New Yorkers are no strangers to time travelers. In the Big Apple — and particularly downtown in the ’80s — there’s never a shortage of people claiming to possess supernatural powers. Perhaps that’s why, when the 6 train unexpectedly delivers Nadia (Natasha Lyonne) back to 1982 in Season 2 of Russian Doll and she proceeds to rant about it, she’s universally met with nonplussed reactions. People on the subway avert their eyes. A stranger at a bar quietly indulges her. And when she runs into her mother’s then-boyfriend — did I mention she’s in her mother’s body? — he completely disregards her assertions that she doesn’t know him.
But New Yorkers’ desensitization to wild pronouncements isn’t all what’s going on here: When the show plops Nadia in an unfamiliar time, her disoriented musings and referential quips are pitched more to the audience watching at home than the characters within the world of the show.
As Nadia, Lyonne never breaks the fourth wall, but she bumps up against it. She’s in a perpetual state of wisecracking, always playing to a room bigger than the one she’s in. “What is this? Some kind of ’80s flashmob?” she says, noticing the ads and outfits on the train.
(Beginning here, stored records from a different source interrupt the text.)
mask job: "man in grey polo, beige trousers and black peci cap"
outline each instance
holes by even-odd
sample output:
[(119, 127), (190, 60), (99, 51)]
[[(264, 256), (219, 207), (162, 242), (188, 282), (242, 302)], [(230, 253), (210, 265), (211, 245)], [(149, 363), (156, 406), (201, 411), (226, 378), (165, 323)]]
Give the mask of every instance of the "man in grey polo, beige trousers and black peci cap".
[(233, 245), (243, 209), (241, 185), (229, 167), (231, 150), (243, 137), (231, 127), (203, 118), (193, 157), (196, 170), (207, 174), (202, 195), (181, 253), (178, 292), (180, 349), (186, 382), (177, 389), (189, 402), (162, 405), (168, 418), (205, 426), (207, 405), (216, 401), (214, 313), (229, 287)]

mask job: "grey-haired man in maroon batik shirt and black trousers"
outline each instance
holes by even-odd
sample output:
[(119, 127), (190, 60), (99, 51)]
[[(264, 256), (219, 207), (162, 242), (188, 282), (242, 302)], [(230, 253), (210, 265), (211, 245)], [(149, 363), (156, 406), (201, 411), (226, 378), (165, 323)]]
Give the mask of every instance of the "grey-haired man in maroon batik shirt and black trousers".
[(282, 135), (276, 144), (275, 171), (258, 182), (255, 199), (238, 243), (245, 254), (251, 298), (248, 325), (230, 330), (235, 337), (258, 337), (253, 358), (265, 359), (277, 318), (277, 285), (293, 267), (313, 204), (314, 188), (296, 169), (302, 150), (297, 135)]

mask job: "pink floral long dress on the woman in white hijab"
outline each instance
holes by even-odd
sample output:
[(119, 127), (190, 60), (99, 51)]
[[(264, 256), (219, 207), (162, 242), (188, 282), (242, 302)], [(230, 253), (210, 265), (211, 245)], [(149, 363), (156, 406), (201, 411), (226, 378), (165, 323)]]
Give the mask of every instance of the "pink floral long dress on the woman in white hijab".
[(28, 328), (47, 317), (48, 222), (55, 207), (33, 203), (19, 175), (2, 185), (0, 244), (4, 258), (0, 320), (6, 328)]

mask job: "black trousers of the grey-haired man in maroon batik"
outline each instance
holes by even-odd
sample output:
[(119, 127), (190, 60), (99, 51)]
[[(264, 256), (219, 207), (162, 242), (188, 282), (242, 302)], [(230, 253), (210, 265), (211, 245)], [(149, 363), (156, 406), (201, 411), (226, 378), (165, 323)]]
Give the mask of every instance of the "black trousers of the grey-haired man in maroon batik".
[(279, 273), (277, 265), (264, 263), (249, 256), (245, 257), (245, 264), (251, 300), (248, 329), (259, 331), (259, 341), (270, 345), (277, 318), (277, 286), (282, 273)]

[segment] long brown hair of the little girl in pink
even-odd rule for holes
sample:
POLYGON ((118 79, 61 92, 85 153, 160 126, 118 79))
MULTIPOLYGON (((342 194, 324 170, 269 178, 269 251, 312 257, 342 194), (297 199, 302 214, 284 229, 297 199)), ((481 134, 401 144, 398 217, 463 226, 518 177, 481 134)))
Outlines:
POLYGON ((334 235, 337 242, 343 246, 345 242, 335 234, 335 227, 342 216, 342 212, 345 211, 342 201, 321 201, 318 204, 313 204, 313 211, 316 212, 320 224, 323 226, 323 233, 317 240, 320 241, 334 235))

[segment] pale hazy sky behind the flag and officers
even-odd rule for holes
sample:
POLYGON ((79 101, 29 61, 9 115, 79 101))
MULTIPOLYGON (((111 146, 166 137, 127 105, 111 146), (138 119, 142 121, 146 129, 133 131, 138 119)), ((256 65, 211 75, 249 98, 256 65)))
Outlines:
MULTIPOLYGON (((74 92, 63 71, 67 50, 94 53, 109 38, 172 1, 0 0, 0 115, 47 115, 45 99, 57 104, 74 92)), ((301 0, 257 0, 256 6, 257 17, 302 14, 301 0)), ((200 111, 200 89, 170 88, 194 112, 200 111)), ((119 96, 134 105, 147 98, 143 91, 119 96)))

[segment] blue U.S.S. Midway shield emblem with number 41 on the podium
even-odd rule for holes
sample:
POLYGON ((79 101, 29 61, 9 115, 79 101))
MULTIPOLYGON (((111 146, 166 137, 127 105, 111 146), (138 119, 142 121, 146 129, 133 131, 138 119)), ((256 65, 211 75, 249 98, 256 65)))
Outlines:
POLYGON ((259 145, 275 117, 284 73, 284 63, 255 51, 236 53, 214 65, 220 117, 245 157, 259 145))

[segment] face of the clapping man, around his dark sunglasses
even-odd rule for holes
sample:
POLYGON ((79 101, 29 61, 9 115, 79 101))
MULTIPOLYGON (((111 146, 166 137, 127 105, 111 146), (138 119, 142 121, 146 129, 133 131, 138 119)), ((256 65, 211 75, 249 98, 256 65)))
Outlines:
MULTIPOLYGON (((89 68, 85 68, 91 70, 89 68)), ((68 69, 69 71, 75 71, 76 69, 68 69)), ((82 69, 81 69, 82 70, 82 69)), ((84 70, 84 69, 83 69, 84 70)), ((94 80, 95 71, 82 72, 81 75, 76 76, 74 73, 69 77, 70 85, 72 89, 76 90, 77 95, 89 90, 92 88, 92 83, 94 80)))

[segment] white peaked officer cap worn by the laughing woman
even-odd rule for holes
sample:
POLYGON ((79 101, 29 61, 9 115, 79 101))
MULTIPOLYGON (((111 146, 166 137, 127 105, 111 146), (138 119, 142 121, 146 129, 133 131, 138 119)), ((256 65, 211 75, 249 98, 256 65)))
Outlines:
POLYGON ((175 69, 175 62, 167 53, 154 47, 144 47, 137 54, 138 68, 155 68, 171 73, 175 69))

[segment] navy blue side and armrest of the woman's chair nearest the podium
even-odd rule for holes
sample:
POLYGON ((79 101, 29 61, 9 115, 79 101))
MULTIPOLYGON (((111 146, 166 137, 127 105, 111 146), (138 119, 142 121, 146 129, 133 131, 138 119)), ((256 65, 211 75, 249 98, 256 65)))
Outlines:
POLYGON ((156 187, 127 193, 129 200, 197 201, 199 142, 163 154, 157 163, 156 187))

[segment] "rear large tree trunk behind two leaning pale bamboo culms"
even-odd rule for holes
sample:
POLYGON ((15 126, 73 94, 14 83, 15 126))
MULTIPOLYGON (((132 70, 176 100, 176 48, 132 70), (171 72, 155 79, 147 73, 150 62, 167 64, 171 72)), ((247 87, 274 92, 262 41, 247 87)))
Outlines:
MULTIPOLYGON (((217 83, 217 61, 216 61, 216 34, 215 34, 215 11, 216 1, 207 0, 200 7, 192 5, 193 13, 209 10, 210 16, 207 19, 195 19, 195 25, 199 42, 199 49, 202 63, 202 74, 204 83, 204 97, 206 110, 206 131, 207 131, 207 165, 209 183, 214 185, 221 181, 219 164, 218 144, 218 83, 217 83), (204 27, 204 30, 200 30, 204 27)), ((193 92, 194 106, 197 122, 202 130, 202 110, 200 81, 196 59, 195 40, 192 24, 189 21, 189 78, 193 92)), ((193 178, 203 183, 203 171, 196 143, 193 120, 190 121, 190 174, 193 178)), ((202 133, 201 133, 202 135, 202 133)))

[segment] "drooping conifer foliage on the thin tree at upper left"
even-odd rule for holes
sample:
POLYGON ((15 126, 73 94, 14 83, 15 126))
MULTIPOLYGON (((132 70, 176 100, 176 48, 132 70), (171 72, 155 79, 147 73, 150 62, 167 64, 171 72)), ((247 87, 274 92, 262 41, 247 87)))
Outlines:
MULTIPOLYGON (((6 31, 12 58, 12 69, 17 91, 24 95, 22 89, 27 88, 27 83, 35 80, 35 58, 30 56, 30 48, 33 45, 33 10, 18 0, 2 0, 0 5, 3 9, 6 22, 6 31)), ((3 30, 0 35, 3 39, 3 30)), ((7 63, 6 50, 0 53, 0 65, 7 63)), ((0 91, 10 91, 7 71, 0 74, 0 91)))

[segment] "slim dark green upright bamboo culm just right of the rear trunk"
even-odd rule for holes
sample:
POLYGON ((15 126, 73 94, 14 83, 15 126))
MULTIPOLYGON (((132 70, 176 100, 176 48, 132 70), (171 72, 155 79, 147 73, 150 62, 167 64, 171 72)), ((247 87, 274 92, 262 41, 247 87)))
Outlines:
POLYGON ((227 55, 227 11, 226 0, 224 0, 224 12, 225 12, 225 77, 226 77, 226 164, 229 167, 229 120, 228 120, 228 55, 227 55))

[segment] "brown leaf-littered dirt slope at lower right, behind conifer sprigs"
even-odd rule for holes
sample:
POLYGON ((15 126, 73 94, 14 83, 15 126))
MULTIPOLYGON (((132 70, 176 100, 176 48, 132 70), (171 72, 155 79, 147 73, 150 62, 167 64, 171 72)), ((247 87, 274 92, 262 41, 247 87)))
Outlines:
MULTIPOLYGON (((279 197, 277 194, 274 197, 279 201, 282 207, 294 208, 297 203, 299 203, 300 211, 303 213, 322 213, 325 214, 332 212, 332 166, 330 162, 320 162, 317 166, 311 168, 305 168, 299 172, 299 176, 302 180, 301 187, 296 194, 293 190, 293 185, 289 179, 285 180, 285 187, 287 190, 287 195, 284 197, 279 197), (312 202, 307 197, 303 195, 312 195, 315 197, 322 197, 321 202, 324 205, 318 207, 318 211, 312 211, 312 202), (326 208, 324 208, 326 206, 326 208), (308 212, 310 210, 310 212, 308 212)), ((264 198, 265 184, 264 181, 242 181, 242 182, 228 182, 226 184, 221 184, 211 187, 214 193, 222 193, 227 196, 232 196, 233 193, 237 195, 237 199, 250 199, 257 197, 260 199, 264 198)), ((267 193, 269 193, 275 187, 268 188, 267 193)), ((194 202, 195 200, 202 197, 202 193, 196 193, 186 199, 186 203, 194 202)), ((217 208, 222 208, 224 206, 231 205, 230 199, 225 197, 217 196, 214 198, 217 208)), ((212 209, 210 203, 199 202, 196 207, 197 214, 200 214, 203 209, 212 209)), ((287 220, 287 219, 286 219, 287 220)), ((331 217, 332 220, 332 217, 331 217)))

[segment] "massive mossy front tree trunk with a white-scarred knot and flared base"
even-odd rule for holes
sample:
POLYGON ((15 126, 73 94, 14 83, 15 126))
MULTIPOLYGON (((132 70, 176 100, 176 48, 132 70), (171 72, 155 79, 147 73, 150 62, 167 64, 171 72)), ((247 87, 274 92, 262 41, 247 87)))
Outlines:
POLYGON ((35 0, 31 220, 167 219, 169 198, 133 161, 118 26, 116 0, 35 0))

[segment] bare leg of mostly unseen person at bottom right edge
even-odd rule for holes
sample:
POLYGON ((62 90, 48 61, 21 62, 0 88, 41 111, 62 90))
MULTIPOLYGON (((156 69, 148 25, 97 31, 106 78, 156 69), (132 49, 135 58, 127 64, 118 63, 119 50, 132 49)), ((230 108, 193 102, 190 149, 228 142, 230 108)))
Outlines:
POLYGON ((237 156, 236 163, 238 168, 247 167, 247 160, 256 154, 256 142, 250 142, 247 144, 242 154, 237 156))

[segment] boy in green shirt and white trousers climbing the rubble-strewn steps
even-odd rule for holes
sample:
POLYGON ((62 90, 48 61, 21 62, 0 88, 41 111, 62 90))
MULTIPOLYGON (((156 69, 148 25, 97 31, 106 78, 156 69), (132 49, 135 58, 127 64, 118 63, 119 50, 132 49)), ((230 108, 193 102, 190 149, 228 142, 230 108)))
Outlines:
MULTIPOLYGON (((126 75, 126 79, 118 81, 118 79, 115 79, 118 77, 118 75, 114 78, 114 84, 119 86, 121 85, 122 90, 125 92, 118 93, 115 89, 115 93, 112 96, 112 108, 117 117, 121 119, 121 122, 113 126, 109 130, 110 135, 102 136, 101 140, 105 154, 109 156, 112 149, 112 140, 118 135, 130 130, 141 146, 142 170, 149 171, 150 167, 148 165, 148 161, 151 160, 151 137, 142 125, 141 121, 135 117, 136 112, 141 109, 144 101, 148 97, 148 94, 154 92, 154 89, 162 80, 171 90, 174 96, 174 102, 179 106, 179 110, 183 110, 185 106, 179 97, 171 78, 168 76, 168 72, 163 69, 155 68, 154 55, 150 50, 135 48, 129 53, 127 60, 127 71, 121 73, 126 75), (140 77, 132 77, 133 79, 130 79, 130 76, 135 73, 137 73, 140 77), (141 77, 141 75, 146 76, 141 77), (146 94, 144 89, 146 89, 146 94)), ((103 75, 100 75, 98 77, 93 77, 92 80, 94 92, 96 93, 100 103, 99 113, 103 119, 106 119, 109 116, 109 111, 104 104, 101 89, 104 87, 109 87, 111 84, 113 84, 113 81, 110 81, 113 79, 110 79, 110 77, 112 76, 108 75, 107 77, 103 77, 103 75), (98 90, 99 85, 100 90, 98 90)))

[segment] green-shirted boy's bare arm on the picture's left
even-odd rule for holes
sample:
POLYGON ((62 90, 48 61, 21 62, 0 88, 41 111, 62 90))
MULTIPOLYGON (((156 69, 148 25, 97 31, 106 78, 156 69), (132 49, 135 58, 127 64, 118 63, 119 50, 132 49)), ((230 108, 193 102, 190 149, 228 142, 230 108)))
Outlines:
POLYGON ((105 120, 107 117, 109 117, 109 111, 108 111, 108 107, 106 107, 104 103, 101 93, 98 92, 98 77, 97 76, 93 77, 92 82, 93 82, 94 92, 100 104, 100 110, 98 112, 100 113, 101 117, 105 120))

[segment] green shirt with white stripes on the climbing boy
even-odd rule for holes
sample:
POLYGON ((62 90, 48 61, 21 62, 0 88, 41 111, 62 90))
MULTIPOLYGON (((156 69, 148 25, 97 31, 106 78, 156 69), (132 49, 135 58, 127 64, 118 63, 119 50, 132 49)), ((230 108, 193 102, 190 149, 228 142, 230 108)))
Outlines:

And then to a mohawked man with aviators: “Hey, Travis Bickle, what year do you think it is, man?”
Performative characters and blatantly written jokes have long been the lifeblood of scripted half-hour comedies, but Russian Doll isn’t your scripted half-hour of yore. The show is narratively audacious, visually ambitious and, ultimately, as much a drama (and a weighty one at that!) as it is a comedy. It’s among a post-prestige cohort of dramedies (think Louie, Atlanta or Barry) that flaunt old rules and function more like auteurist films than traditional sitcoms. On these shows, humor more often comes from the absurdity of a situation than a well-crafted zinger. And there are definitely no laugh tracks nor the sort of setup-punchline jokes that would precede them.
That’s why Nadia’s repartee stands out within the world of the show. Though there could be a laugh track on Russian Doll, there is a conspicuous lack of one. Take, for instance, the moment in Episode 1 when Nadia visits her godmother Ruth in the hospital. After hearing about Ruth’s fender-bender, Nadia replies, “That’s what you get for going to Jersey. It’s free to get in, but you have to pay to get out.” If not a chorus of canned laughs, the line at least warrants a rim shot. Instead, the show leaves small beats for the audience to react.
Lyonne’s speaking rhythms have been compared to those of a “borscht belt comedian.” And her gruff, wiseguy schtick sometimes brings to mind the likes of Jackie Mason or Rodney Dangerfield. (Lyonne often likens herself to voluble wiseguys Joe Pesci and Peter Falk.) But what jumped out watching this season of Russian Doll was how closely Lyonne’s sardonic soliloquies recalled those of Golden Age icons like Katharine Hepburn or, most of all, Mae West. (F. Scott Fitzgerald once said of West, "[She’s] the only Hollywood actress with both an ironic edge and a comic spark” — and the same could be said of Lyonne today.)
As in those Golden Age comedies, Lyonne is always ready with a witty retort, and when she rattles one off, it’s often as if it dissipates into thin air. Other characters don’t laugh or respond to the joke; instead, things just keep chugging forward. At one point, while asking a priest in 1944 Budapest for help, she references Schindler’s List and then digresses — “Then again, is it Spielberg’s best film? No. That’s the first episode of Columbo.” — the priest barely bats an eye. On a show as surreal and subjective as Russian Doll, it’s sometimes unclear whether Nadia is actually speaking everything we hear her say, or if some of it is just an internal monologue. “1944. I’ve been looking for you, you little cock tease,” she says when she first gets off the train in Budapest.
Regardless, the nonstop wisecracking can be interpreted as a shield. Back in 1997, when Lyonne was up for the role (she eventually landed) in Tamara Jenkins’ Slums of Beverly Hills, Jenkins was unsure whether Lyonne was right for the part because, “I was, like, she’s really interesting, but I don’t know. She talks like she’s walking out of ‘Mean Streets’ or something,” Jenkins told The New Yorker, adding that she “kept saying [to Lyonne], ‘We have to peel back your De Niro thing, because I want to know who you are, and I want to be able to have your vulnerability present.’”
Russian Doll is, above all, a show about navigating past trauma, and the series asks Nadia to do exactly what Jenkins described: Peel back her “De Niro thing” and become more vulnerable. This season’s cosmic anomaly — or is it an MTA issue? — forces Nadia to confront not just the trauma of her youth, but the trauma inherited by Jewish ancestors who fled Europe during the Holocaust. By literally walking in her ancestors’ shoes and having to excavate the depths of their struggle, Nadia does, by the end of the season, stop performing, drop her ironic detachment and feel. It’s in these moments of pure feeling that all of Nadia’s snarky jokes really pay off. Ultimately, you learn that they were a set-up — not to a punchline but to pathos.